Louis Aaron married Mina M. Lippman on October 21, 1866. They had five children, although only two sons, Marcus and Charles, survived to adulthood.
Marcus Aaron (1869-1954) attended the Conway School and the Preparatory Department of the University of Western Pennsylvania. Marcus worked for his father at the Louis I. Aaron Company and in 1911 succeeded his father at the Homer Laughlin China Company. He also gained local recognition as a long-serving member of the Pittsburgh Board of Education. He joined the board in its inaugural year in 1911 and retired in 1947, serving as its president from 1922 to 1942. He served on the State Board of Education from 1916 to 1921 and the State Council of Education from 1921 to 1923. Aaron was an advocate for retaining an appointed school board to shield its members from political influence. On the state level, he was instrumental in the passage of the Edmunds Act in 1933, which established salary schedules for teachers. “Universal education is not a panacea for every ill, but it is a necessary preventative of many ills to which democracy is subject,” Aaron said in 1919. “Our democracy will function and endure only if our citizens learn to think clearly and correctly.”
Marcus Aaron married Stella Hamburger (1877-1950) on November 23, 1898. They had two children, Marcus Lester (1900-1994) and Fannie Hamburger (1902-1952).
Marcus Lester Aaron succeeded his father as president of the Homer Laughlin China Company in 1940. Louis Aaron, Marcus Aaron and Marcus Lester Aaron all served on the board of trustees at Rodef Shalom Congregation. Marcus Aaron was president from 1930 to 1941, and Marcus Lester Aaron was president from 1953 to 1972.

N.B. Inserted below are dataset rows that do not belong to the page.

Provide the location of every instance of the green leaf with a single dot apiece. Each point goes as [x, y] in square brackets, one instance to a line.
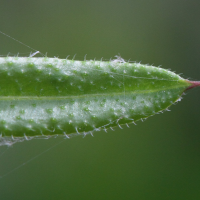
[51, 96]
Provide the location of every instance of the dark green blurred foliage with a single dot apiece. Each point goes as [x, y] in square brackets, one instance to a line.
[157, 159]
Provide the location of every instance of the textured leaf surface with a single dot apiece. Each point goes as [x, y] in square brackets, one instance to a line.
[50, 96]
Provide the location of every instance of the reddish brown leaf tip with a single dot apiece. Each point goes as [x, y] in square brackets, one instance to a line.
[193, 84]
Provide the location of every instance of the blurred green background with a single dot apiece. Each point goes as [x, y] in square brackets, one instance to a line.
[158, 158]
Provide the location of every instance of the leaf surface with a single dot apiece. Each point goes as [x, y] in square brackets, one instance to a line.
[50, 96]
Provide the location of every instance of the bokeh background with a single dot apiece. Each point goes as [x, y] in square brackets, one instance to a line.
[156, 159]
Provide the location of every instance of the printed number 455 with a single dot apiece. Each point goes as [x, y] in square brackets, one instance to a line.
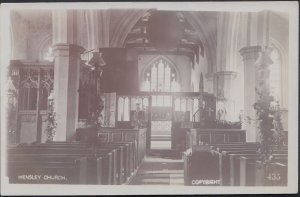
[273, 177]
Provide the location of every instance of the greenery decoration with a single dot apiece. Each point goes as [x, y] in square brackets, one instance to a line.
[51, 122]
[96, 117]
[268, 115]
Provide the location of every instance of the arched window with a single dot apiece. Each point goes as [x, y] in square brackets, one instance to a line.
[275, 74]
[160, 77]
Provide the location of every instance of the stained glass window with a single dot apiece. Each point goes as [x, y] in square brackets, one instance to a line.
[161, 77]
[275, 74]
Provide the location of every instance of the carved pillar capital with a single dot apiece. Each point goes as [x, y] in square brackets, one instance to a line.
[250, 52]
[65, 49]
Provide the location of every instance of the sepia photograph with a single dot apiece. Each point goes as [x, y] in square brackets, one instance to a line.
[149, 98]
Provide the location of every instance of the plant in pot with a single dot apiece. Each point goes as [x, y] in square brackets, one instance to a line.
[51, 120]
[268, 120]
[138, 118]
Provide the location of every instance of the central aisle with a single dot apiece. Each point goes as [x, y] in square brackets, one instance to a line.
[159, 171]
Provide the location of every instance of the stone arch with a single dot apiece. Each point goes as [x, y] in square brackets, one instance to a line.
[124, 27]
[43, 45]
[208, 41]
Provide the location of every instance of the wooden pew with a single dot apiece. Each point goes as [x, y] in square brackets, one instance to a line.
[220, 158]
[234, 160]
[224, 159]
[108, 156]
[48, 170]
[276, 176]
[247, 168]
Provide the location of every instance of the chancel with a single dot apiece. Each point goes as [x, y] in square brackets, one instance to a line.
[148, 97]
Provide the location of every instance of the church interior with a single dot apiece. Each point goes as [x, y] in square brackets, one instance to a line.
[148, 97]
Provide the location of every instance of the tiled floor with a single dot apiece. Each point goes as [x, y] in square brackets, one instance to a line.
[161, 145]
[159, 171]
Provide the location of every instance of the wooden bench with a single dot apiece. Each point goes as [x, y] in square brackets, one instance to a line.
[124, 155]
[248, 165]
[224, 158]
[48, 170]
[108, 158]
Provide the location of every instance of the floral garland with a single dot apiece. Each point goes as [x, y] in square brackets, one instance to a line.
[51, 123]
[268, 117]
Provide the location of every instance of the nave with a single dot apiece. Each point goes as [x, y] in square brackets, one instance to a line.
[160, 169]
[135, 106]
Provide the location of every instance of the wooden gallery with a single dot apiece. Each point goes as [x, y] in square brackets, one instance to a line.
[147, 97]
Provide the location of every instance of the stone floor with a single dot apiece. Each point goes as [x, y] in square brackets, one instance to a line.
[159, 171]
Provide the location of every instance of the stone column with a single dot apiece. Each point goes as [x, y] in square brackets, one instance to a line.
[250, 55]
[210, 83]
[66, 83]
[226, 84]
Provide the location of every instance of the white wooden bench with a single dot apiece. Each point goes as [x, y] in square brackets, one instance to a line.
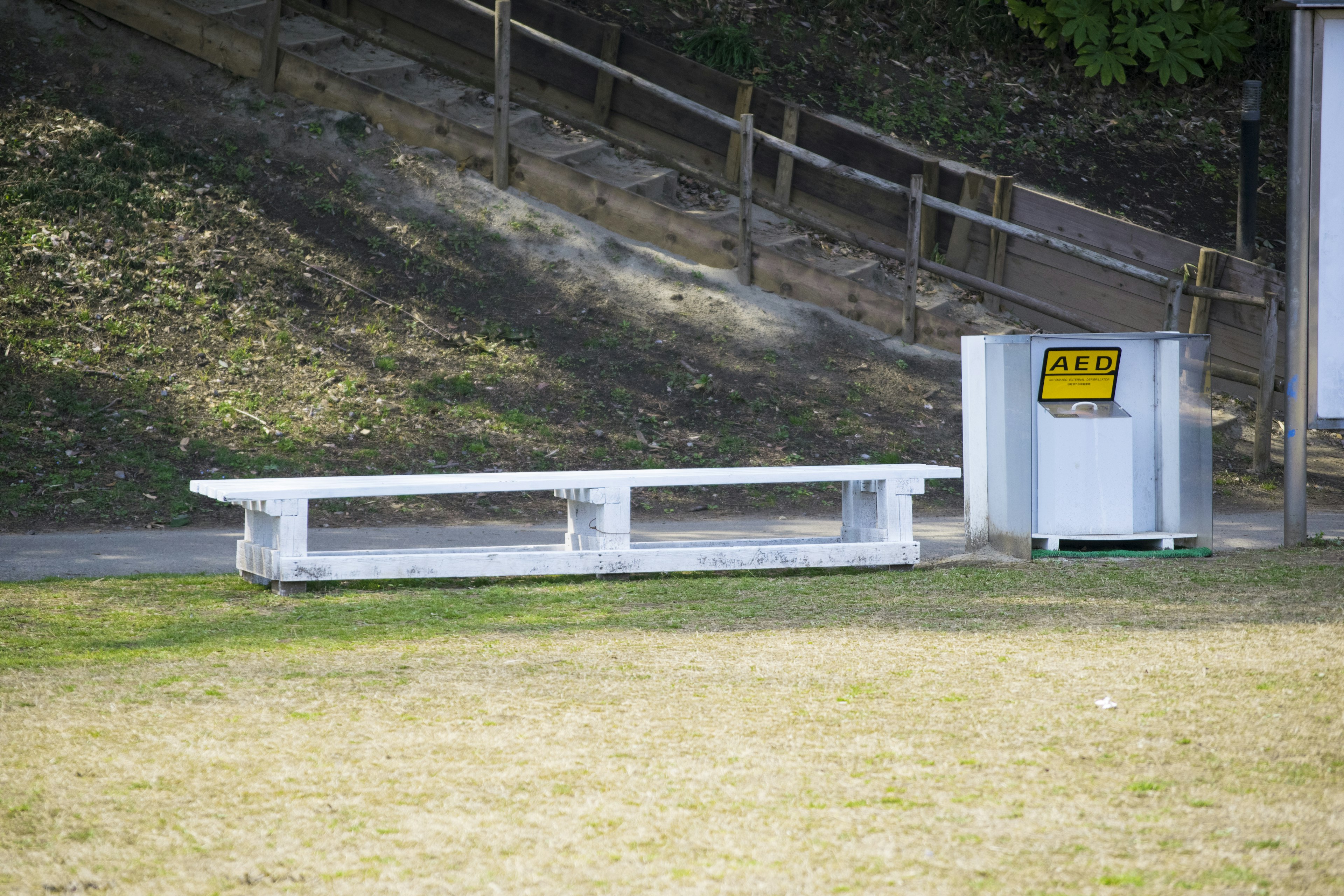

In 1926, Marcus Lester Aaron married Maxine Goldmark (1903-1996), who continued the family commitment to public education. She was a graduate of the Horace Mann School for Girls and Vassar College. Her involvement in the local school system began in the Parent Teacher Associations of the public schools that her four children attended. She was president of the Pittsburgh Council of the Parent Teacher Association at the time of her appointment to the Pittsburgh Board of Public Education in 1948. She was vice president of the school board from 1953 to 1956 and its first female president from 1966 to 1969. She retired in 1975. Known for her modest style, she handled a series of highly consequential issues during her tenure as president, including inadequate funding, struggles to integrate the school system racially and the 1968 teachers’ strike.
“The quality of life in American cities will depend in large measure on the character and quality of Public Education,” she wrote to Judge Henry Ellenbogen in 1975. “It is my earnest hope that the community will continue to support the Public Schools and that the Board will furnish the necessary leadership as trustees for all the children of Pittsburgh.”